Christine Sneed will have a release party for her recent story collection, Portraits of a Few of the People I’ve Made Cry (University of Massachusetts Press 2009). This collection has been well received, and it won AWP’s 2009 Grace Paley Prize in Short Fiction.
Read below for details on the release party, which everyone in the English Department at DePaul is encouraged to attend:
When: 7:30 p.m., Wednesday, November 17
Where: Women and Children First, 5233 N. Clark St in Andersonville. An independent bookstore and Chicago literary fixture.
Refreshments will be served.
Below is the review from the Oct. 4 issue of Publishers Weekly.

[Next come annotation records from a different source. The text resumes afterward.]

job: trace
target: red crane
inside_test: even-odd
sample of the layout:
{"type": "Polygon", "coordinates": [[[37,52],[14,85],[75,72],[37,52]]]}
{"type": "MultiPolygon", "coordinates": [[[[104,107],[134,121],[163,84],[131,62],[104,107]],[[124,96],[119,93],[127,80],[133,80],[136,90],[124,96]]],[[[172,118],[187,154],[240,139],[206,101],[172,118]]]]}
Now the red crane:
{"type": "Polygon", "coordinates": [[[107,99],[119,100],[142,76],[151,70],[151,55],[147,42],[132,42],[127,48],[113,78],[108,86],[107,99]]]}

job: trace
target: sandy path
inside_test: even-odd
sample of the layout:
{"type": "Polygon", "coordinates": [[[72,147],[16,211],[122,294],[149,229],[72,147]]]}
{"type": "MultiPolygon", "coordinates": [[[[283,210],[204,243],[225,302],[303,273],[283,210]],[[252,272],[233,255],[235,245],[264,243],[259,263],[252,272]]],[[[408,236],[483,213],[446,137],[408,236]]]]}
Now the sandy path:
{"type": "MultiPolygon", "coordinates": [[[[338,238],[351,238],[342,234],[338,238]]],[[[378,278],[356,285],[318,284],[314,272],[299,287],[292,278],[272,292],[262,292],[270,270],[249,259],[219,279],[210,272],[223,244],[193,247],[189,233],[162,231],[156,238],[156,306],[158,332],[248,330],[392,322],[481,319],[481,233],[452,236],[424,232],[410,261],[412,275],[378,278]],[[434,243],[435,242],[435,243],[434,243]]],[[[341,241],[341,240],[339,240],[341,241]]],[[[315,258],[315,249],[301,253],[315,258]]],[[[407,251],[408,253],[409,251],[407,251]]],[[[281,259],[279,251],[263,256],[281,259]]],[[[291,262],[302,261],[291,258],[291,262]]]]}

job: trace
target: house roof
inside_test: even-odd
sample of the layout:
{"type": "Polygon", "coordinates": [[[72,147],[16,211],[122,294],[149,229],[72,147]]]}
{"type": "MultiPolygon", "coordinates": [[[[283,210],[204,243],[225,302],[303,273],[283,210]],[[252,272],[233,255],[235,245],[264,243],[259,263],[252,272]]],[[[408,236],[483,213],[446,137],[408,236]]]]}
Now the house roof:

Starred Review. Portraits of a Few of the People I’ve Made Cry: Stories Christine Sneed. Univ. of Massachusetts, $24.95 (160p) ISBN 978-1-55849-858-7
Ten finely delineated tales featuring protagonists entangled in less-than-ideal romantic scenarios constitute this year’s winner of the Grace Paley Prize. The best stories feature women caught up in liaisons with men either much younger or older. In “Quality of Life,” a 26-year-old woman begins seeing a wealthy man more than double her age, Mr. Fulger, who takes her out infrequently and presses money on her, which she takes because it “made her life more easeful.” She dates other men her age, but can’t seem to stop seeing Mr. Fulger, whose solicitousness eventually has unexpected consequences. In the title story, the granddaughter of a late, famous artist becomes involved with a young artist who may be playing her to obtain the precious notebooks bequeathed to her. Teetering on the brink of self-possession, Sneed’s protagonists aren’t sure they trust themselves, such as the 55-year old narrator of “By the Way” who can’t admit to her much younger lover her fears of faltering memory and mortality. Sneed writes with the care of a fine stylist and the heart of a sympathetic reader. (Nov.)